«Amour» fue la película ganadora del Oscar al mejor filme extranjero. Es la historia de dos profesores jubilados, Anne y George, cuya placentera pero solitaria vida se ve drásticamente interrumpida por un accidente cerebro vascular que sufre Anne. El precario equilibrio de sus existencias – confortable, en un amplio y cómodo departamento en el centro de Paris se quiebra. Desde ese momento, sus alicaídas fuerzas se deben destinar a esfuerzos denodados por «sobrevivir» al cuidado de Anne. George muestra un cariño dormido por la costumbre de la vida en común. Toda la película resume una búsqueda de afecto perdido en el tiempo, la nostalgia por un amor solo regalado a gotas, el que ahora surge a borbotones sorpresivos y artificiales. George «descubre» y se confronta a la fragilidad humana y de paso, debe reinventarse para amar con nuevo amor a Anne. El final, trágico y deprimente, no es más que el resultado de una vida llevada con distancias, pensando en que ésta no conocerá tropiezos ni menos declive.

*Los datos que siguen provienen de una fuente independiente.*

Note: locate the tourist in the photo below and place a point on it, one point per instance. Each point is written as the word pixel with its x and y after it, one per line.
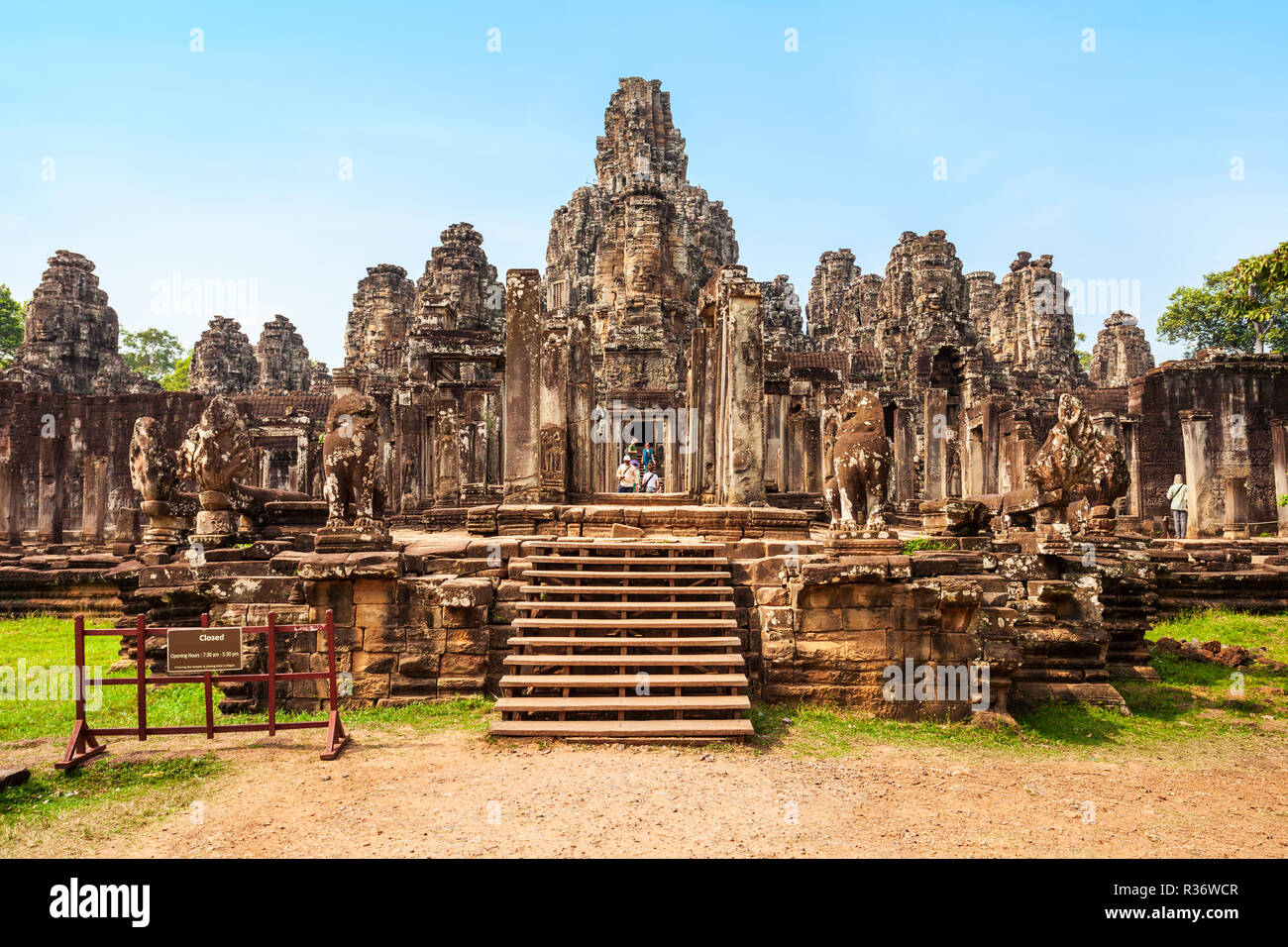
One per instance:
pixel 1177 493
pixel 649 482
pixel 626 476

Pensé en la película al ver la gran cantidad de personas que viven solas en Chile. Quizá no es tan alta. De hecho, muchos viven en parejas, pero igualmente declaran «soledad», aunque están acompañados ¿Un signo de la modernidad en la que nos adentramos? Puede ser. Pero una mala modernidad. Lo propio humano es vivir con el otro y para el otro. Hacer sociedad, familia, supone esfuerzo, dedicación, deberes, generosidad, entrega y abnegación.
Temo por la vejez de los chilenos. Quizá los medios para mantener a la gente mayor aumenten, pero lo esencial, vale decir, cariño, dedicación, escaseen cada vez más. Nada más terrible que una vejez solo. Y hay algo más que extrañé en «Amour» y que el magistral director Michael Haneke dejó conscientemente fuera: la referencia a un más allá, la trascendencia a que apunta la vida humana, el vacío en que se puede caer cuando Dios desaparece del horizonte existencial. Genial muestra de la soledad humana en todo su esplendor. Debe ser terrible terminar la vida sin contemplar un más allá, el que finalmente se encuentra «más acá» de lo que pensamos, más cerca de nuestro mundo finito y frágil. Quien vive de cara a la eternidad vive mejor. Quien se deja acompañar por el Dios escondido y presente aquí, vive más feliz. Como dice el papa emérito Benedicto XVI: «La vejez es el momento de la verdad, aquel en que lo contingente deja traslucir lo absoluto, porque quien cree y espera sabe estar más cercano a Dios, más familiar con Él. La línea de paso a la vida definitiva se hace cada vez más transparente». Al revés de «Amour», quien está con Dios, nunca está solo.